La Commission européenne a ouvert une enquête formelle contre Google, soupçonnant le géant de la technologie de rétrograder injustement les sites d’information dans ses classements de recherche en raison d’une politique ostensiblement conçue pour lutter contre le spam. L’enquête, lancée dans le cadre de la loi européenne sur les marchés numériques (DMA), se concentre sur la question de savoir si l’application de cette politique par Google est discriminatoire et nuit aux revenus des éditeurs de presse.
Politique sous surveillance
La « politique d’abus de réputation des sites » de Google, déployée en mars 2024, cible les sites Web utilisant du contenu promotionnel pour manipuler les classements de recherche. Bien que Google considère cela comme une mesure nécessaire contre les tactiques trompeuses, la Commission soupçonne que cette politique est appliquée d’une manière qui a un impact disproportionné sur les agences de presse légitimes, dont beaucoup s’appuient sur du contenu promotionnel payant.

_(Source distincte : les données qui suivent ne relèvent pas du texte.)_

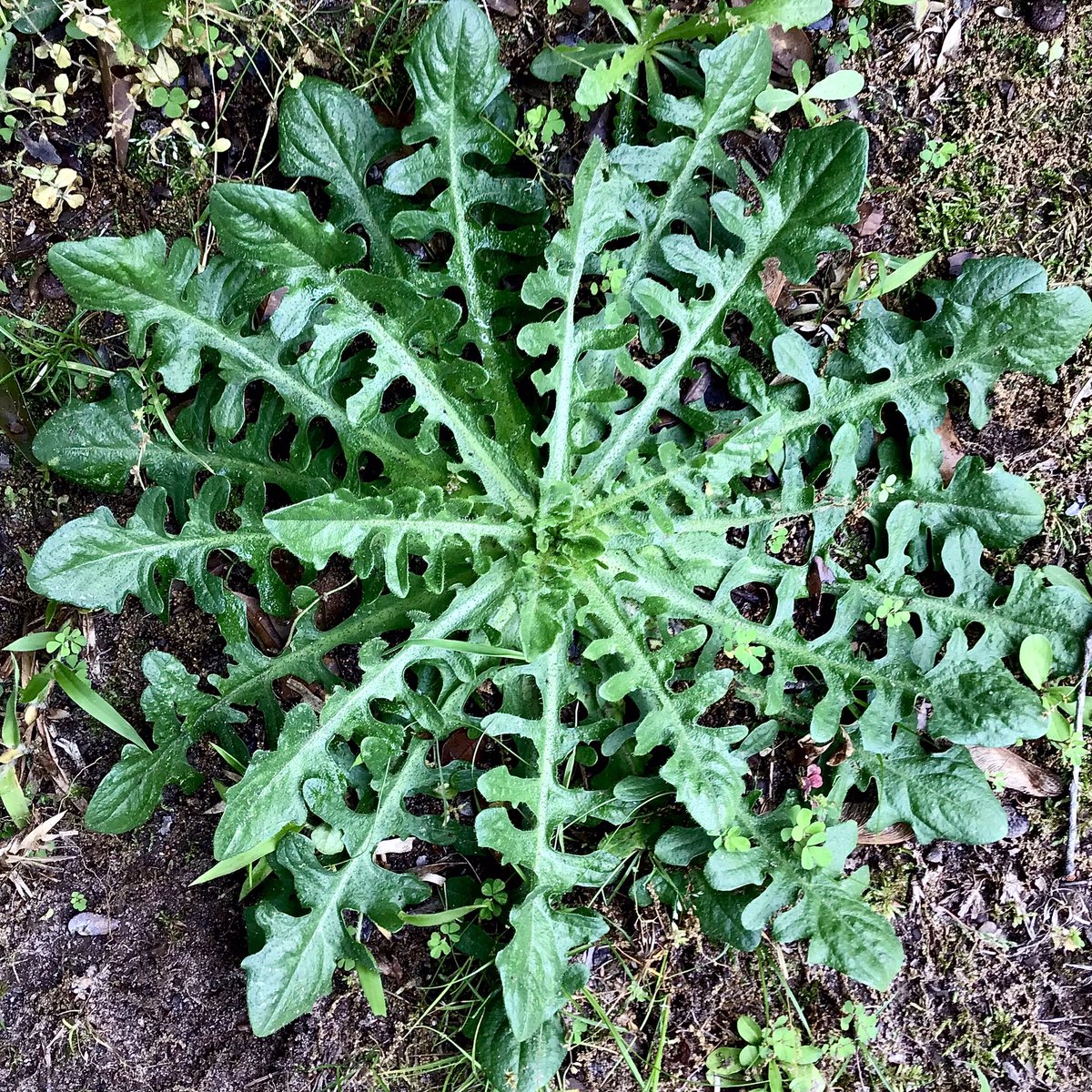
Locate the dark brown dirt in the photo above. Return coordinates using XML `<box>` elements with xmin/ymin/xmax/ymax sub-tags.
<box><xmin>6</xmin><ymin>2</ymin><xmax>1092</xmax><ymax>1092</ymax></box>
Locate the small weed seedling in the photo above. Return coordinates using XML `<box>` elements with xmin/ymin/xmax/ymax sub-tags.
<box><xmin>1020</xmin><ymin>633</ymin><xmax>1092</xmax><ymax>766</ymax></box>
<box><xmin>24</xmin><ymin>0</ymin><xmax>1092</xmax><ymax>1092</ymax></box>
<box><xmin>754</xmin><ymin>60</ymin><xmax>864</xmax><ymax>126</ymax></box>
<box><xmin>846</xmin><ymin>15</ymin><xmax>873</xmax><ymax>54</ymax></box>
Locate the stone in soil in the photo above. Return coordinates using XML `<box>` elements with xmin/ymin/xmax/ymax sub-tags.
<box><xmin>1023</xmin><ymin>0</ymin><xmax>1066</xmax><ymax>34</ymax></box>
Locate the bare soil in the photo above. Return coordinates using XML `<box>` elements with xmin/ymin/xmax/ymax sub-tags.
<box><xmin>0</xmin><ymin>0</ymin><xmax>1092</xmax><ymax>1092</ymax></box>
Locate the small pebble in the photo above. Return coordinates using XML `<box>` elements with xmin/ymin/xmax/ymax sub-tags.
<box><xmin>1023</xmin><ymin>0</ymin><xmax>1066</xmax><ymax>34</ymax></box>
<box><xmin>1005</xmin><ymin>804</ymin><xmax>1031</xmax><ymax>837</ymax></box>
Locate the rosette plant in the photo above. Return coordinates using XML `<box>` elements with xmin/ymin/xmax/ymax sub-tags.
<box><xmin>23</xmin><ymin>0</ymin><xmax>1092</xmax><ymax>1088</ymax></box>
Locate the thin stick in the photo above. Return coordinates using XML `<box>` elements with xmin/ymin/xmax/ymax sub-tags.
<box><xmin>1066</xmin><ymin>633</ymin><xmax>1092</xmax><ymax>880</ymax></box>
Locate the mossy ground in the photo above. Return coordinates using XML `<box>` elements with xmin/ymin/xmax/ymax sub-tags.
<box><xmin>0</xmin><ymin>0</ymin><xmax>1092</xmax><ymax>1092</ymax></box>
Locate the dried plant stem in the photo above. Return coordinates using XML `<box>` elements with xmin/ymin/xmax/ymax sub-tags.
<box><xmin>1065</xmin><ymin>633</ymin><xmax>1092</xmax><ymax>879</ymax></box>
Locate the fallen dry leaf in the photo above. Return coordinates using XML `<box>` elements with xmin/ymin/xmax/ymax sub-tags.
<box><xmin>763</xmin><ymin>258</ymin><xmax>788</xmax><ymax>307</ymax></box>
<box><xmin>96</xmin><ymin>38</ymin><xmax>136</xmax><ymax>170</ymax></box>
<box><xmin>769</xmin><ymin>23</ymin><xmax>814</xmax><ymax>78</ymax></box>
<box><xmin>857</xmin><ymin>198</ymin><xmax>884</xmax><ymax>236</ymax></box>
<box><xmin>937</xmin><ymin>410</ymin><xmax>963</xmax><ymax>485</ymax></box>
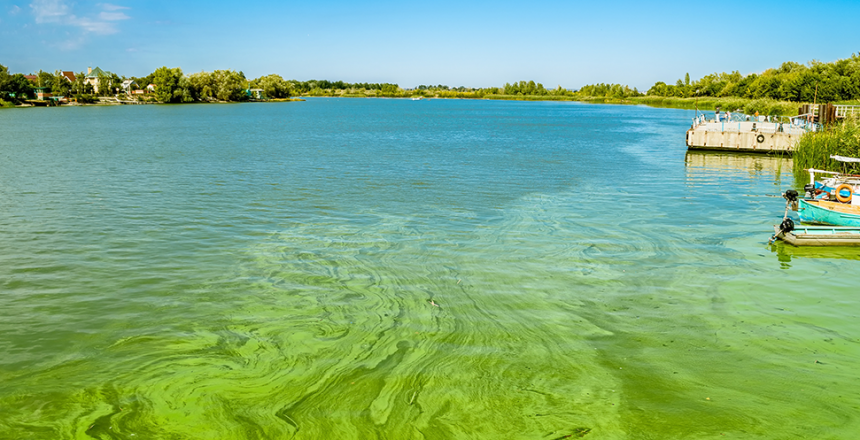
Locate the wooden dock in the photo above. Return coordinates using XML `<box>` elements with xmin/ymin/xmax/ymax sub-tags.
<box><xmin>687</xmin><ymin>120</ymin><xmax>808</xmax><ymax>154</ymax></box>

La principale préoccupation est que l’algorithme de Google pourrait pénaliser les sites d’information pour leurs pratiques commerciales standard, ce qui entraînerait une visibilité réduite et une perte de revenus. Cette enquête ne vise pas à savoir si le contenu promotionnel devrait exister, mais à savoir si la réponse de Google est justifiée au regard du droit de la concurrence.

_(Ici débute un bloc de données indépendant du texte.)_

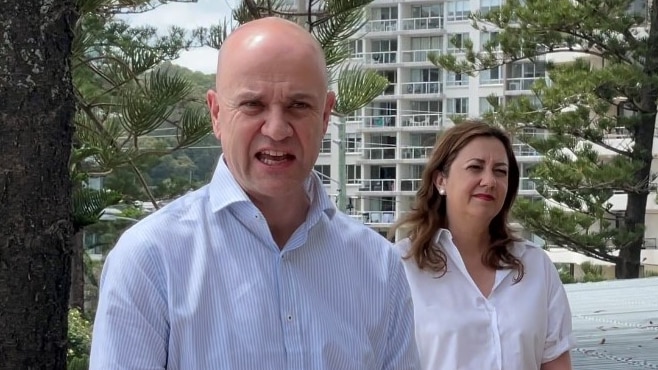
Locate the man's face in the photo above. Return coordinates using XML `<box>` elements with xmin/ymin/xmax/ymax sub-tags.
<box><xmin>208</xmin><ymin>39</ymin><xmax>335</xmax><ymax>204</ymax></box>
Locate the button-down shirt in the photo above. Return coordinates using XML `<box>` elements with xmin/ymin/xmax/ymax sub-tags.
<box><xmin>398</xmin><ymin>229</ymin><xmax>575</xmax><ymax>370</ymax></box>
<box><xmin>91</xmin><ymin>158</ymin><xmax>419</xmax><ymax>370</ymax></box>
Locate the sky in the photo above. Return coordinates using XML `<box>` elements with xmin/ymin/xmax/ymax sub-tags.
<box><xmin>123</xmin><ymin>0</ymin><xmax>238</xmax><ymax>73</ymax></box>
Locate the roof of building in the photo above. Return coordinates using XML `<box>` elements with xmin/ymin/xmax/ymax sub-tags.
<box><xmin>565</xmin><ymin>277</ymin><xmax>658</xmax><ymax>370</ymax></box>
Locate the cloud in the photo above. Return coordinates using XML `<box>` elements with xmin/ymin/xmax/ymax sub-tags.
<box><xmin>173</xmin><ymin>47</ymin><xmax>217</xmax><ymax>74</ymax></box>
<box><xmin>122</xmin><ymin>0</ymin><xmax>237</xmax><ymax>73</ymax></box>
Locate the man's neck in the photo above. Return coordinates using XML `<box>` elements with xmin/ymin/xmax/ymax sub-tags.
<box><xmin>252</xmin><ymin>189</ymin><xmax>311</xmax><ymax>249</ymax></box>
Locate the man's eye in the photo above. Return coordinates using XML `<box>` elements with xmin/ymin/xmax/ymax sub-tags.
<box><xmin>290</xmin><ymin>101</ymin><xmax>310</xmax><ymax>109</ymax></box>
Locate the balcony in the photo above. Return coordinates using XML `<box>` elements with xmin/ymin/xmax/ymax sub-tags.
<box><xmin>400</xmin><ymin>146</ymin><xmax>434</xmax><ymax>159</ymax></box>
<box><xmin>363</xmin><ymin>147</ymin><xmax>396</xmax><ymax>160</ymax></box>
<box><xmin>363</xmin><ymin>19</ymin><xmax>398</xmax><ymax>32</ymax></box>
<box><xmin>400</xmin><ymin>113</ymin><xmax>443</xmax><ymax>128</ymax></box>
<box><xmin>359</xmin><ymin>179</ymin><xmax>395</xmax><ymax>192</ymax></box>
<box><xmin>363</xmin><ymin>51</ymin><xmax>398</xmax><ymax>64</ymax></box>
<box><xmin>519</xmin><ymin>177</ymin><xmax>536</xmax><ymax>191</ymax></box>
<box><xmin>402</xmin><ymin>50</ymin><xmax>439</xmax><ymax>64</ymax></box>
<box><xmin>362</xmin><ymin>211</ymin><xmax>395</xmax><ymax>224</ymax></box>
<box><xmin>361</xmin><ymin>115</ymin><xmax>395</xmax><ymax>129</ymax></box>
<box><xmin>505</xmin><ymin>77</ymin><xmax>544</xmax><ymax>91</ymax></box>
<box><xmin>400</xmin><ymin>81</ymin><xmax>443</xmax><ymax>95</ymax></box>
<box><xmin>512</xmin><ymin>144</ymin><xmax>541</xmax><ymax>162</ymax></box>
<box><xmin>400</xmin><ymin>179</ymin><xmax>422</xmax><ymax>192</ymax></box>
<box><xmin>402</xmin><ymin>17</ymin><xmax>443</xmax><ymax>31</ymax></box>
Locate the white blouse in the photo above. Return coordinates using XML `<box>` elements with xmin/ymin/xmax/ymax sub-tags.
<box><xmin>397</xmin><ymin>229</ymin><xmax>575</xmax><ymax>370</ymax></box>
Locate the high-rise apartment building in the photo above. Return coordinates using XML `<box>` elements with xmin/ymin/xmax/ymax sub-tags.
<box><xmin>316</xmin><ymin>0</ymin><xmax>546</xmax><ymax>237</ymax></box>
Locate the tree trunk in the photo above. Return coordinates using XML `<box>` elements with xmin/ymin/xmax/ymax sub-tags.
<box><xmin>69</xmin><ymin>229</ymin><xmax>85</xmax><ymax>312</ymax></box>
<box><xmin>0</xmin><ymin>0</ymin><xmax>77</xmax><ymax>370</ymax></box>
<box><xmin>615</xmin><ymin>0</ymin><xmax>658</xmax><ymax>279</ymax></box>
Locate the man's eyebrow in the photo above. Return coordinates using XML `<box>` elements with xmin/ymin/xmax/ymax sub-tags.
<box><xmin>235</xmin><ymin>91</ymin><xmax>262</xmax><ymax>100</ymax></box>
<box><xmin>290</xmin><ymin>92</ymin><xmax>318</xmax><ymax>100</ymax></box>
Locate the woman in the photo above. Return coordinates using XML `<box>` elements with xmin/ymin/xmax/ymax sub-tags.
<box><xmin>391</xmin><ymin>121</ymin><xmax>574</xmax><ymax>370</ymax></box>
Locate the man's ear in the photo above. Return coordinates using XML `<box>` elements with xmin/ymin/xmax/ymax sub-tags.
<box><xmin>432</xmin><ymin>170</ymin><xmax>446</xmax><ymax>189</ymax></box>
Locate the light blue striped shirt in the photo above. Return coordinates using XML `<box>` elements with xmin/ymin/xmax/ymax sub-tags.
<box><xmin>90</xmin><ymin>158</ymin><xmax>420</xmax><ymax>370</ymax></box>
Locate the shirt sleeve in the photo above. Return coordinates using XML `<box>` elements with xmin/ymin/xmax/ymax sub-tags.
<box><xmin>542</xmin><ymin>256</ymin><xmax>576</xmax><ymax>363</ymax></box>
<box><xmin>89</xmin><ymin>230</ymin><xmax>169</xmax><ymax>370</ymax></box>
<box><xmin>383</xmin><ymin>248</ymin><xmax>420</xmax><ymax>370</ymax></box>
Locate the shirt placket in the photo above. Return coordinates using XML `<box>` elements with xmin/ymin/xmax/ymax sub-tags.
<box><xmin>279</xmin><ymin>251</ymin><xmax>304</xmax><ymax>370</ymax></box>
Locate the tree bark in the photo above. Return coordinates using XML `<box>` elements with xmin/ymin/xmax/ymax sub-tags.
<box><xmin>615</xmin><ymin>0</ymin><xmax>658</xmax><ymax>279</ymax></box>
<box><xmin>69</xmin><ymin>229</ymin><xmax>85</xmax><ymax>312</ymax></box>
<box><xmin>0</xmin><ymin>0</ymin><xmax>77</xmax><ymax>370</ymax></box>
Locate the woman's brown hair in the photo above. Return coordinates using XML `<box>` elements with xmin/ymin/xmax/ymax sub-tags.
<box><xmin>389</xmin><ymin>120</ymin><xmax>524</xmax><ymax>282</ymax></box>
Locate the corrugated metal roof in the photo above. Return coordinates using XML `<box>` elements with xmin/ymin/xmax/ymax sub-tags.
<box><xmin>565</xmin><ymin>278</ymin><xmax>658</xmax><ymax>370</ymax></box>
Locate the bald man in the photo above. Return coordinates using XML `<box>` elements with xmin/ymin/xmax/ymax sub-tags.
<box><xmin>91</xmin><ymin>18</ymin><xmax>419</xmax><ymax>370</ymax></box>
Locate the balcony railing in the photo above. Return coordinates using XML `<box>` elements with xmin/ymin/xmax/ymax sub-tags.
<box><xmin>362</xmin><ymin>211</ymin><xmax>395</xmax><ymax>224</ymax></box>
<box><xmin>363</xmin><ymin>148</ymin><xmax>396</xmax><ymax>160</ymax></box>
<box><xmin>506</xmin><ymin>77</ymin><xmax>544</xmax><ymax>91</ymax></box>
<box><xmin>400</xmin><ymin>146</ymin><xmax>434</xmax><ymax>159</ymax></box>
<box><xmin>402</xmin><ymin>50</ymin><xmax>439</xmax><ymax>63</ymax></box>
<box><xmin>400</xmin><ymin>113</ymin><xmax>443</xmax><ymax>127</ymax></box>
<box><xmin>512</xmin><ymin>144</ymin><xmax>541</xmax><ymax>157</ymax></box>
<box><xmin>400</xmin><ymin>179</ymin><xmax>422</xmax><ymax>191</ymax></box>
<box><xmin>519</xmin><ymin>177</ymin><xmax>536</xmax><ymax>190</ymax></box>
<box><xmin>362</xmin><ymin>115</ymin><xmax>395</xmax><ymax>128</ymax></box>
<box><xmin>400</xmin><ymin>81</ymin><xmax>443</xmax><ymax>95</ymax></box>
<box><xmin>364</xmin><ymin>19</ymin><xmax>398</xmax><ymax>32</ymax></box>
<box><xmin>363</xmin><ymin>51</ymin><xmax>398</xmax><ymax>64</ymax></box>
<box><xmin>402</xmin><ymin>17</ymin><xmax>443</xmax><ymax>31</ymax></box>
<box><xmin>359</xmin><ymin>179</ymin><xmax>395</xmax><ymax>191</ymax></box>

Application du DMA et sanctions potentielles
Le DMA, conçu pour freiner la domination des « gardiens du numérique » comme Google, prévoit de lourdes amendes – jusqu’à 10 % du chiffre d’affaires annuel mondial d’Alphabet – si des violations sont constatées. L’examen de la Commission s’étend à la société mère de Google, Alphabet, et pourrait créer un précédent sur la manière dont d’autres entreprises technologiques gèrent leurs relations commerciales avec les éditeurs.
Cette enquête intervient dans un contexte de tensions croissantes avec les États-Unis, où le président Trump a menacé d’imposer des droits de douane aux pays dotés de réglementations numériques strictes. Cependant, Bruxelles ne semble pas se laisser décourager, signalant sa volonté de faire respecter ses lois indépendamment des pressions extérieures.

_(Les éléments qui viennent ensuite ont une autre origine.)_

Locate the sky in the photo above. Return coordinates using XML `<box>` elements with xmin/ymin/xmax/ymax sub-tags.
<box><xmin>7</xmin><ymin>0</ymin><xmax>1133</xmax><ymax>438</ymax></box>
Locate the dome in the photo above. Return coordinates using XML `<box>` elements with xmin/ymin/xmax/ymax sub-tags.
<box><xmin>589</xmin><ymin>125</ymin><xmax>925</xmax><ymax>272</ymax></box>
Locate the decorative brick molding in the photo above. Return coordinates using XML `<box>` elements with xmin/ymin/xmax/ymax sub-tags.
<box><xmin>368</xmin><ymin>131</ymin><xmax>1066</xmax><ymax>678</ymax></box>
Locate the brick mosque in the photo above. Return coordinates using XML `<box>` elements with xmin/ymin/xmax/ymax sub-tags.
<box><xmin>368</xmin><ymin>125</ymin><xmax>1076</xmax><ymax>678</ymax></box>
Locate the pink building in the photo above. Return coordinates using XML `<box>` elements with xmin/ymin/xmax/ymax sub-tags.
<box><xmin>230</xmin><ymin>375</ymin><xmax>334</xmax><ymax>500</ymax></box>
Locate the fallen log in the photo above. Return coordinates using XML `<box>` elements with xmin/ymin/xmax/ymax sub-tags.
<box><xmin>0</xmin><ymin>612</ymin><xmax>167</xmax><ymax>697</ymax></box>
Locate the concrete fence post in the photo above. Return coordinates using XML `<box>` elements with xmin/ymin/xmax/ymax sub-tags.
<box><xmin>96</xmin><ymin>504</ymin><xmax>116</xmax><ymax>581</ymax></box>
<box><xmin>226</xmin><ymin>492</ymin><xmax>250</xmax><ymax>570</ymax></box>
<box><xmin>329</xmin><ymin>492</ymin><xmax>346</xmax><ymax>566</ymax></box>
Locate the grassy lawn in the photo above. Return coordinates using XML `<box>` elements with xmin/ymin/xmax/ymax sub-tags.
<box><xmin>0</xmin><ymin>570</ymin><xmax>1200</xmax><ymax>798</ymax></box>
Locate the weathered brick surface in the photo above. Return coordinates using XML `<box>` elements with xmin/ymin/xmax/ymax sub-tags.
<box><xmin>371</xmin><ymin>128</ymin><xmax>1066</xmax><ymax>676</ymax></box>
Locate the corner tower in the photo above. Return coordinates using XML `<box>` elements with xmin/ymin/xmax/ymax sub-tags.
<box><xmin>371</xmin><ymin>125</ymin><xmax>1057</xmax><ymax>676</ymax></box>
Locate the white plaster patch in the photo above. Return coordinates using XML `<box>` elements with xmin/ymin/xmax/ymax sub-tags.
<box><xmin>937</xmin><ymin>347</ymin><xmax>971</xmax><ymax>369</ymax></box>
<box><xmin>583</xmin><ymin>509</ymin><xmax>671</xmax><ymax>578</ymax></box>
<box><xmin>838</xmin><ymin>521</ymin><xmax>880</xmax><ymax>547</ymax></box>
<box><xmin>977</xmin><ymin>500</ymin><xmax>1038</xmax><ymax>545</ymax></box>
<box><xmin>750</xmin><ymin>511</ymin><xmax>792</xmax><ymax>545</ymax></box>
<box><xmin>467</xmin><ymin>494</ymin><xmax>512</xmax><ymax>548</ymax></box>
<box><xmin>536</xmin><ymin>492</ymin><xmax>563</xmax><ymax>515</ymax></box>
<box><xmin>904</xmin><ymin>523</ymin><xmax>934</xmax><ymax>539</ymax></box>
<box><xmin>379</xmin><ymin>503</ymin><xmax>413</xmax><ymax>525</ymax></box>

Résumés IA et baisses de trafic
Au-delà de la rétrogradation algorithmique, l’enquête touche également aux résumés de recherche générés par l’IA de Google, connus sous le nom d’AI Overviews. Les éditeurs de presse ont signalé une forte baisse du trafic depuis l’introduction de ces résumés, car les utilisateurs reçoivent des réponses directement de Google plutôt que de cliquer sur les articles de presse.
La fédération italienne des journaux, la FIEG, a déjà déposé une plainte exigeant une enquête sur l’impact des AI Overviews sur le lectorat. L’équipe de la Commission cherchera des données concrètes sur les dommages financiers causés par les pratiques de Google.
La défense de Google
Google défend sa politique comme étant essentielle pour maintenir la qualité de la recherche et uniformiser les règles du jeu contre les tactiques manipulatrices. L’entreprise souligne une décision de justice allemande qui a validé ses mesures anti-spam, arguant que l’enquête de l’UE est erronée.
Cependant, les critiques affirment que les résumés basés sur l’IA et les sanctions algorithmiques de Google détournent effectivement le trafic et les revenus des éditeurs de presse, sapant ainsi leurs modèles économiques.
Chronologie de l’enquête et implications
L’enquête de la Commission devrait s’achever d’ici 12 mois. Le résultat pourrait remodeler la façon dont Google gère les relations commerciales avec les agences de presse, obligeant potentiellement l’entreprise à ajuster ses algorithmes et ses politiques.
L’enquête met en évidence un conflit croissant entre les géants de la technologie et les éditeurs de presse sur le partage des revenus et le contrôle algorithmique, une bataille qui va probablement s’intensifier à mesure que la recherche basée sur l’IA deviendra plus dominante.
Cette affaire souligne la détermination de l’UE à faire respecter ses lois numériques, même face à des pressions extérieures, et témoigne de sa volonté de remettre en question la domination des géants de la technologie dans le paysage médiatique.